APIResponse captures the result of every request:

APIResponse(
id: int,
model_internal: str,
prompt: Conversation | dict,
sampling_params: SamplingParams,
status_code: int | None,
is_error: bool | None,
error_message: str | None,
usage: Usage | None = None,
content: Message | None = None,
thinking: str | None = None,
model_external: str | None = None,
region: str | None = None,
logprobs: list | None = None,
finish_reason: str | None = None,
cost: float | None = None,
cache_hit: bool = False,
local_cache_hit: bool = False,
retry_with_different_model: bool | None = False,
give_up_if_no_other_models: bool | None = False,
response_id: str | None = None,
raw_response: dict | None = None,
)

Conveniences:

  • .completion returns the first text part for backward compatibility.
  • .input_tokens, .output_tokens, .cache_read_tokens, .cache_write_tokens proxy the underlying Usage object.
  • .to_dict() / .from_dict() help with persistence (images are replaced with textual placeholders).

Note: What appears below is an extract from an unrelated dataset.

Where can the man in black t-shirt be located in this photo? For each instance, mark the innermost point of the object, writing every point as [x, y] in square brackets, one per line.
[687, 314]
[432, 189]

Usage(input_tokens, output_tokens, cache_read_tokens, cache_write_tokens) tracks provider-reported metrics and exposes .total_tokens and .has_cache_hit helpers.

Pass a cache implementation into the client constructor to enable local caching:

class CacheProto:
def get(self, prompt: Conversation) -> APIResponse | None: ...
def put(self, prompt: Conversation, response: APIResponse) -> None: ...

Built-in caches live in lm_deluge.cache:

  • SqliteCache(path, cache_key="default")
  • LevelDBCache(path=None, cache_key="default")
  • DistributedDictCache(cache, cache_key="default")

Each cache fingerprints the entire Conversation (including SamplingParams) to avoid false positives.